Ein Mann war zuletzt als Teamsprecher in der Gießerei beschäftigt. Sein Arbeitgeber wirft ihm unter anderem vor, am 2. Juni 2018 eine sogenannte Mehrarbeitsschicht in der Absicht nicht geleistet zu haben, sie gleichwohl vergütet zu bekommen. Nach seinem eigenen Vorbringen hat der Mann zwar an diesem Tag zunächst das Werksgelände betreten. Die auf einen anonymen Hinweis hin erfolgte Auswertung der Aufzeichnungen einer durch ein Piktogramm ausgewiesenen und auch sonst nicht zu übersehenden Videokamera an einem Tor zum Werksgelände ergab laut dem Arbeitgeber aber, dass der Mann dieses noch vor Schichtbeginn wieder verlassen hat. Der Arbeitgeber kündigte das Arbeitsverhältnis der Parteien außerordentlich, hilfsweise ordentlich.

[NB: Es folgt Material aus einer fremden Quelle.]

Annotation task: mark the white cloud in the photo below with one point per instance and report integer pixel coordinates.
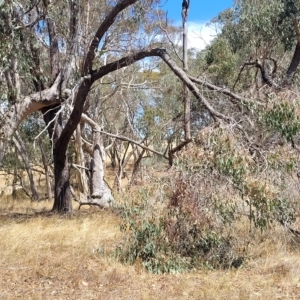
(200, 35)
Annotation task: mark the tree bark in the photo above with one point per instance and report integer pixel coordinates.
(46, 168)
(187, 98)
(23, 152)
(100, 192)
(62, 192)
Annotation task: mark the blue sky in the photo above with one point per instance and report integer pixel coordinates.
(201, 12)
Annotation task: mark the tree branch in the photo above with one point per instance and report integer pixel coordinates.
(105, 25)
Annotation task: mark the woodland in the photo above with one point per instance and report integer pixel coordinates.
(107, 114)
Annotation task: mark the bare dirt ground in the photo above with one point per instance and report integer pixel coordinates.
(45, 256)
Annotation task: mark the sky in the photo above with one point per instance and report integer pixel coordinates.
(200, 13)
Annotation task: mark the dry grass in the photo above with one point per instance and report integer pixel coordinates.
(46, 256)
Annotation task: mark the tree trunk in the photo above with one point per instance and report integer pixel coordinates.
(294, 63)
(101, 194)
(46, 168)
(80, 160)
(23, 152)
(62, 191)
(187, 98)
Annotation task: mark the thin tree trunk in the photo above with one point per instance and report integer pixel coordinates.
(46, 168)
(294, 63)
(187, 98)
(62, 192)
(80, 160)
(23, 152)
(101, 194)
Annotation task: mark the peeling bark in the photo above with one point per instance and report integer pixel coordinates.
(23, 152)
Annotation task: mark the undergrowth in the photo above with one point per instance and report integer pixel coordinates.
(188, 219)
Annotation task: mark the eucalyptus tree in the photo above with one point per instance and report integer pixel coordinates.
(51, 67)
(259, 34)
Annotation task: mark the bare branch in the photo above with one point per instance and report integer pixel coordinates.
(125, 139)
(105, 25)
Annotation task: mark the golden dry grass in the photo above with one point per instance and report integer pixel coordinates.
(45, 256)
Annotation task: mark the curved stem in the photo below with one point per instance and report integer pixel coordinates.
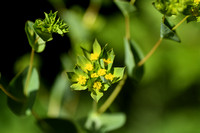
(150, 53)
(29, 71)
(127, 26)
(177, 25)
(9, 94)
(112, 97)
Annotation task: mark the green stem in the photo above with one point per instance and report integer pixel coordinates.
(150, 53)
(176, 26)
(112, 97)
(127, 27)
(10, 95)
(29, 72)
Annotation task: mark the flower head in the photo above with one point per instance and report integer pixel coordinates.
(101, 72)
(81, 80)
(109, 76)
(95, 72)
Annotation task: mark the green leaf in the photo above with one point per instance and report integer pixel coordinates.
(167, 33)
(55, 125)
(17, 87)
(44, 35)
(125, 6)
(35, 41)
(133, 55)
(78, 87)
(96, 47)
(105, 122)
(96, 95)
(72, 76)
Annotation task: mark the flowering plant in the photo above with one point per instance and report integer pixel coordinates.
(94, 71)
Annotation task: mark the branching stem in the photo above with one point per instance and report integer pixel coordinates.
(150, 53)
(29, 71)
(9, 94)
(112, 97)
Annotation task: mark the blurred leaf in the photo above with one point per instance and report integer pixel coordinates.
(37, 43)
(119, 72)
(55, 125)
(125, 6)
(133, 55)
(105, 122)
(167, 33)
(16, 87)
(59, 91)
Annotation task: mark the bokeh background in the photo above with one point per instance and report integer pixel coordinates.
(167, 100)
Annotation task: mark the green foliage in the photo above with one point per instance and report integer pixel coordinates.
(35, 41)
(167, 32)
(51, 24)
(22, 102)
(133, 55)
(104, 123)
(94, 71)
(175, 7)
(125, 7)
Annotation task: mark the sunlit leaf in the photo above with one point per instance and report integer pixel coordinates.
(167, 32)
(24, 104)
(35, 41)
(133, 55)
(105, 122)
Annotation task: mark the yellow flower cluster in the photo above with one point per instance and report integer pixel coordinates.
(97, 85)
(82, 80)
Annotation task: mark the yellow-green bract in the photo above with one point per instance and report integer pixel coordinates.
(94, 71)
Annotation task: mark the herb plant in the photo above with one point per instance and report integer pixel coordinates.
(90, 70)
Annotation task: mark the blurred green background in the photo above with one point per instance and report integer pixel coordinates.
(167, 100)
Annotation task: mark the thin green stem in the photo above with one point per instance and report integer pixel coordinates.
(10, 95)
(150, 53)
(177, 25)
(112, 97)
(29, 71)
(127, 26)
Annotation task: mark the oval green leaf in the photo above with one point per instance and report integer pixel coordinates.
(24, 103)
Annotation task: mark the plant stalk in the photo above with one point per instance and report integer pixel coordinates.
(150, 53)
(127, 27)
(177, 25)
(29, 71)
(9, 94)
(112, 97)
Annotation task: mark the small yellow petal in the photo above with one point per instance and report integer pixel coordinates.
(108, 61)
(82, 80)
(94, 56)
(97, 85)
(109, 76)
(89, 67)
(94, 75)
(101, 72)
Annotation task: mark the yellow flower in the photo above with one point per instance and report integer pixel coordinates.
(89, 67)
(94, 75)
(109, 76)
(94, 56)
(97, 85)
(108, 61)
(81, 80)
(101, 72)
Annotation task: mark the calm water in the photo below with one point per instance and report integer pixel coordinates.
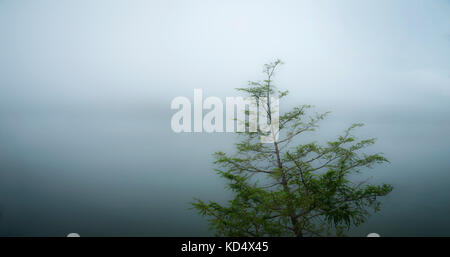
(108, 173)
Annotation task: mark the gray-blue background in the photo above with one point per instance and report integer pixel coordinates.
(85, 90)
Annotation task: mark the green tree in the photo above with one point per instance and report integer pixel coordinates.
(290, 189)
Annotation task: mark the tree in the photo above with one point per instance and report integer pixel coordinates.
(286, 190)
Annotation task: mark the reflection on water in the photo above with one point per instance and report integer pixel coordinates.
(106, 174)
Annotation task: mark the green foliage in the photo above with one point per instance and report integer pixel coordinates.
(283, 189)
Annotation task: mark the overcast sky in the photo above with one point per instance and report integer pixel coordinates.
(86, 87)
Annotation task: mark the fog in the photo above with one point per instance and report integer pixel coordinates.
(85, 89)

Mit seiner dagegen erhobenen Klage hat der Mann unter anderem geltend gemacht, er habe am 2. Juni 2018 gearbeitet. Die Erkenntnisse aus der Videoüberwachung unterlägen einem Sachvortrags- und Beweisverwertungsverbot und dürften daher im Kündigungsschutzprozess nicht berücksichtigt werden. Die Vorinstanzen haben der Klage stattgegeben. Die hiergegen gerichtete Revision des Mannes hatte vor dem Bundesarbeitsgericht zwar Erfolg. Sie führte zur Zurückverweisung der Sache an das Landesarbeitsgericht. Dieses musste aber nicht nur die Ausführungen des Arbeitgebers zum Verlassen des Werksgeländes durch den Mann vor Beginn der Mehrarbeitsschicht zugrunde legen, sondern auch die betreffende Bildsequenz aus der Videoüberwachung am Tor zum Werksgelände in Augenschein nehmen.
Das BAG war der Ansicht, dass es keine Rolle spiele, ob die Überwachung in jeder Hinsicht den Vorgaben des Bundesdatenschutzgesetzes beziehungsweise der Datenschutz-Grundverordnung (DSGVO) entsprach. Selbst wenn dies nicht der Fall gewesen sein sollte, wäre eine Verarbeitung der betreffenden personenbezogenen Daten des Mannes durch die Gerichte für Arbeitssachen nach der DSGVO nicht ausgeschlossen. Dies gilt jedenfalls dann, wenn die Datenerhebung – wie hier – offen erfolgt und vorsätzlich vertragswidriges Verhalten des Arbeitnehmers in Rede steht. In einem solchen Fall ist es grundsätzlich irrelevant, wie lange der Arbeitgeber mit der erstmaligen Einsichtnahme in das Bildmaterial gewartet
und es bis dahin vorgehalten hat. Nach Ansicht des Gerichts konnte offengelassen werden, ob ausnahmsweise aus Gründen der Generalprävention ein Verwertungsverbot in Bezug auf vorsätzliche Pflichtverstöße in Betracht kommt, wenn
die offene Überwachungsmaßnahme eine schwerwiegende Grundrechtsverletzung darstellt. Das war nicht der Fall.